Excellent post and a good illustration of why to use the correct OEM profile when replacing cushions.
 

Dead Crab

AzB Silver Member
Silver Member
realkingcobra said:
Dead Crab, in the drawings you're referring to, please take a look at the rail rubber profile difference between the 1 1/2" thick rail vs the 1 3/4". K66 rail rubber mounted with a 27 degree bevel, does NOT play the same as rail rubber mounted at a 17 degree bevel. Look at the body of the rail rubber in the 2 drawings. In the 1 1/2" rail drawing, the nose of the rail rubber is in more of an upright angle to the main body of the rubber. The top of the rubber is even higher than the thickness of the actual rail. When k66 rail rubber is mounted this way, it causes the rail rubber to move in more of an upward angle when a ball banks into it, instead of backward more into the main body of the rubber.
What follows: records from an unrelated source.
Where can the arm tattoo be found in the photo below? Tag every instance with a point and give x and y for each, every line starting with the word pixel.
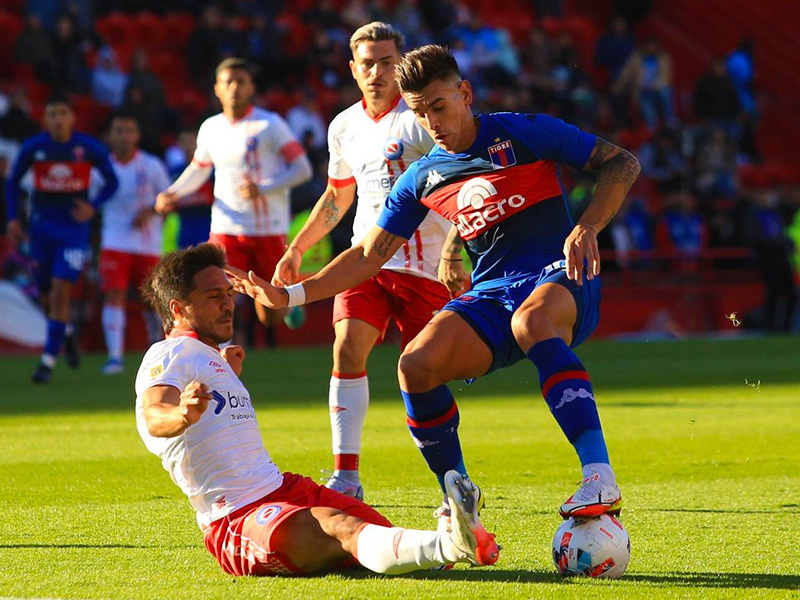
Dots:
pixel 613 164
pixel 383 244
pixel 330 212
pixel 453 244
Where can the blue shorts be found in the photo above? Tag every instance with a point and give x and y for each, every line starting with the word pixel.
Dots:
pixel 58 256
pixel 489 312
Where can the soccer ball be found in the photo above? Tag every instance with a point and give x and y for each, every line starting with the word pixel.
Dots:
pixel 592 547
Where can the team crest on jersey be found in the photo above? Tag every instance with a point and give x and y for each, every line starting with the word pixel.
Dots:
pixel 266 514
pixel 393 148
pixel 502 155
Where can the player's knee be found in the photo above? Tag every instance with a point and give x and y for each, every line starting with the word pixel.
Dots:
pixel 532 326
pixel 348 356
pixel 418 371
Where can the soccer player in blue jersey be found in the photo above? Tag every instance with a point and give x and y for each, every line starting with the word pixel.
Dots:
pixel 61 160
pixel 535 286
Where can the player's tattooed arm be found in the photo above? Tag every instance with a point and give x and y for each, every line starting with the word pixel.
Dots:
pixel 616 170
pixel 453 244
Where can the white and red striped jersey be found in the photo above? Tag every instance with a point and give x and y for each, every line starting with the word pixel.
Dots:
pixel 255 147
pixel 373 153
pixel 140 180
pixel 220 462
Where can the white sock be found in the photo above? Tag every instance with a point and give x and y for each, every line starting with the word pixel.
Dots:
pixel 348 399
pixel 604 470
pixel 394 550
pixel 114 329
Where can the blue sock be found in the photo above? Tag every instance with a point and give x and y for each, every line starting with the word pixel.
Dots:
pixel 433 421
pixel 568 392
pixel 56 332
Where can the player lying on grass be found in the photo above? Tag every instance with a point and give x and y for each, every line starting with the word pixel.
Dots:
pixel 193 411
pixel 535 286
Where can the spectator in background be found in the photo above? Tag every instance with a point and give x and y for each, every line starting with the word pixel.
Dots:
pixel 305 118
pixel 108 80
pixel 614 47
pixel 662 161
pixel 765 234
pixel 715 97
pixel 69 73
pixel 716 175
pixel 34 47
pixel 647 77
pixel 194 210
pixel 16 124
pixel 203 47
pixel 141 76
pixel 682 228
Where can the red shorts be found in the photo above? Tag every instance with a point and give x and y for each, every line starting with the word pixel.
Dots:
pixel 411 300
pixel 118 270
pixel 259 254
pixel 241 541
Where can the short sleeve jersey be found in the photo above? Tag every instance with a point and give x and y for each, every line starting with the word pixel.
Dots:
pixel 254 148
pixel 503 193
pixel 373 153
pixel 140 180
pixel 220 462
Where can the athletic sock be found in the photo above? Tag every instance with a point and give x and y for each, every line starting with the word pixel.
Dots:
pixel 568 392
pixel 114 329
pixel 348 400
pixel 394 550
pixel 433 421
pixel 56 332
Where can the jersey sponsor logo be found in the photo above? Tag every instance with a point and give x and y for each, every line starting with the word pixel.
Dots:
pixel 266 514
pixel 502 154
pixel 61 177
pixel 393 148
pixel 479 206
pixel 433 178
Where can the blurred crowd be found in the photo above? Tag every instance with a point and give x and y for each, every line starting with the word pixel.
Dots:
pixel 155 59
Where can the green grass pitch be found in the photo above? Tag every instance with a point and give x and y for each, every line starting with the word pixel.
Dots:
pixel 708 467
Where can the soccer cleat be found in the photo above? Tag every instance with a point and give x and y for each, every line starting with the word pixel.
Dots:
pixel 114 366
pixel 42 374
pixel 595 497
pixel 442 514
pixel 295 318
pixel 338 484
pixel 72 354
pixel 469 539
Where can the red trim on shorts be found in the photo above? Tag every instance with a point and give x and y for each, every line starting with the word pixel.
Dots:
pixel 339 375
pixel 557 378
pixel 345 462
pixel 292 150
pixel 340 183
pixel 434 422
pixel 420 259
pixel 377 118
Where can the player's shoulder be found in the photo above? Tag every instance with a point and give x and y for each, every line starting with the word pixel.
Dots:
pixel 346 117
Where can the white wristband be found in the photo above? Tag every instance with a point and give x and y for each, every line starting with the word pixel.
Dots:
pixel 297 294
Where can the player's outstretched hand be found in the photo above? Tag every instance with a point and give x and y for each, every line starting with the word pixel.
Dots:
pixel 194 401
pixel 452 274
pixel 579 247
pixel 287 271
pixel 16 235
pixel 234 356
pixel 166 202
pixel 258 289
pixel 82 211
Take a look at the profile of the rubber on the 1 3/4" rail and I think you'll see and understand what I mean.

Glen

I agree. That's why I went with 1 3/4" rails.
 

sly

AzB Silver Member
Silver Member
thats great! thanks a ton glen for your response,as well to crab thanks
once again such expertese on this forum,its not a rush job but in 2 wks should be done,i'll post how it turns out.